The derivation of posterior predictive distribution has the following steps -
$\begin{split}p(\tilde y\mid y) = &\int p(\tilde y, \theta\mid y)~\mathsf d\theta \\ = &\int p(\tilde y\mid\theta, y)\,p(\theta\mid y)~\mathsf d\theta \\ = &\int p(\tilde y\mid\theta)\,p(\theta\mid y)~\mathsf d\theta\end{split}$
where
- $\tilde y$ : new data for prediction
- $y$ : observed data
- $\theta$ : unknown parameter.
$p(\tilde y\mid\theta, y)$ reduces to $p(\tilde y\mid\theta)$ due to conditional independence.
Can you explain why this is the case? The way I have convinced myself is that given $\tilde y$ is conditioned on $\theta$, the aspects of observed data $y$ is captured through $\theta$ and given $\tilde y\mid θ$ and $y$ are independent we can drop $y$ from the equation.
Is there a more formal explanation for this? Also why doesn't this equation reduce to $p(\tilde y\mid θ) \cdot p(y)$?

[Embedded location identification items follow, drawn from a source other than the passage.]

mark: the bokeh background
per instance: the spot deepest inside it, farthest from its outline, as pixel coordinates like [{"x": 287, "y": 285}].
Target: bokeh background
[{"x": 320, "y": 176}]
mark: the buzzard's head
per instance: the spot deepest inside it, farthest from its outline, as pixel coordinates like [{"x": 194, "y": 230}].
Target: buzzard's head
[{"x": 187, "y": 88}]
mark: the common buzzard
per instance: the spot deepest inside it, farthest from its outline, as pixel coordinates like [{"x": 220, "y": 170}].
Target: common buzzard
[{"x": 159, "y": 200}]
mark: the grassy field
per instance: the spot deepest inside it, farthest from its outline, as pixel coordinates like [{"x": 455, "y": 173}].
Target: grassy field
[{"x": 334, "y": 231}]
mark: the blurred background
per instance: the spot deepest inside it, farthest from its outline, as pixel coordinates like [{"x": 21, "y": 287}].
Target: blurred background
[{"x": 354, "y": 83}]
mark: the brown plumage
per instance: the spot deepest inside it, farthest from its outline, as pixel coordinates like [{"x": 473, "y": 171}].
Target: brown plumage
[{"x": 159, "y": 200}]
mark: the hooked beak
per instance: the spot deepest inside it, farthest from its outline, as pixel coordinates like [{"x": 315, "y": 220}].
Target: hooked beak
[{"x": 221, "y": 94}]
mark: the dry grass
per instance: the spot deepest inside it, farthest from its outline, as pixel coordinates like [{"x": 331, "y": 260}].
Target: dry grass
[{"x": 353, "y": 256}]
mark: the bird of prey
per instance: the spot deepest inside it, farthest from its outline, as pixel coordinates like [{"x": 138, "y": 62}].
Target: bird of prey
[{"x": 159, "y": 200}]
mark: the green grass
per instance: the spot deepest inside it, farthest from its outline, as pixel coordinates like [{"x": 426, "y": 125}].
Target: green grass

The unknown parameter $\theta$ is selected such that the prior and posterior data will be independent when its value is given. That is such that $p(y,\tilde y\mid\theta)=p(y\mid \theta)\,p(\tilde y\mid\theta)$.
So, adding a few steps:
$\begin{align}p(\tilde y\mid y) = &\int p(\tilde y, \theta\mid y)~\mathsf d\theta &&\textsf{Law of Total Probability}\\[1ex] = &\int p(\tilde y\mid\theta, y)\,p(\theta\mid y)~\mathsf d\theta&&\textsf{Definition of Conditional Probability} \\[1ex]=&\int\dfrac{p(y,\tilde y\mid\theta)\;p(\theta\mid y)}{p(y\mid\theta)\hspace{10ex}}~\mathsf d\theta&&\textsf{Definition of Conditional Probability}\\[1ex]=& \int \dfrac{p(y\mid\theta)\,p(\tilde y\mid\theta)\;p(\theta\mid y)}{p(y\mid\theta)\hspace{16ex}}~\mathsf d\theta&&\text{Via the Conditional Independence} \\[1ex] = &\int p(\tilde y\mid\theta)\,p(\theta\mid y)~\mathsf d\theta && \text{Canceling the common factor.}\end{align}$